From a financial perspective, densification and more housing is win-win:
For renters and first-time homebuyers, apartments are less expensive, because there’s more of them.
For long-time homeowners, detached houses keep their value, because it’s mostly the land.
Even if you bought your first apartment recently and you’re watching prices drop, you should be okay as long as you don’t need to move. Why homeowners don’t feel rich (Glaeser and Gyourko, 2018):
... housing wealth is different from other forms of wealth because rising prices both increase the financial value of an asset and the cost of living. An infinitely lived homeowner who has no intention of moving and is not credit-constrained would be no better off if her home doubled in value and no worse off if her home value declined. The asset value increase exactly offsets the rising cost of living (Sinai and Souleles 2005). This logic explains why home-rich New Yorkers or Parisians may not feel privileged: if they want to continue living in their homes, sky-high housing values do them little good.

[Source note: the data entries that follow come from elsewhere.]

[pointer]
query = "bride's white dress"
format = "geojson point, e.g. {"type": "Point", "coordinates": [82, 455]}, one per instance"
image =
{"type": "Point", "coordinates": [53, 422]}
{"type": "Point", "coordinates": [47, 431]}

But if you do end up needing to move, and you’re underwater on your mortgage (owing more than the home is worth), you’re in a difficult situation. You need to somehow come up with enough money to cover the difference. Or you can hold on and rent it out, hoping for prices to recover.
From the Globe article:
An hour’s drive from downtown Toronto and just under 1,000 square feet, the two-bedroom condo was never meant to be home for long. It was a stepping stone into an overheated housing market for Francesca Parc and her partner.
In 2021, the long-time renters had suddenly found themselves with stable government jobs and qualifying for a $500,000 mortgage.
“Everyone around me was always saying, if you own a place, it’s an investment,” Ms. Parc, 36, said. “Why pay someone else’s mortgage?”
They thought they’d lucked out when their offer to buy a $520,000 two-bedroom condo was accepted. But five years later, Ms. Parc sees things differently. If the couple were to sell the condo today, they estimate they’d lose $70,000 to $100,000. Leasing would mean a $6,000 annual loss, based on the difference between what they could charge for rent and their mortgage payments plus condo fees.
Francesca Parc and her partner ended up moving into the city for a shorter commute, renting from her parents, and renting out the condo (taking a loss every month). This helps to explain why rents are declining: for an individual landlord trying to hang onto a condo, they don’t have the option of leaving it empty.
Buyer beware: owning your home gives you more security, but it means less flexibility.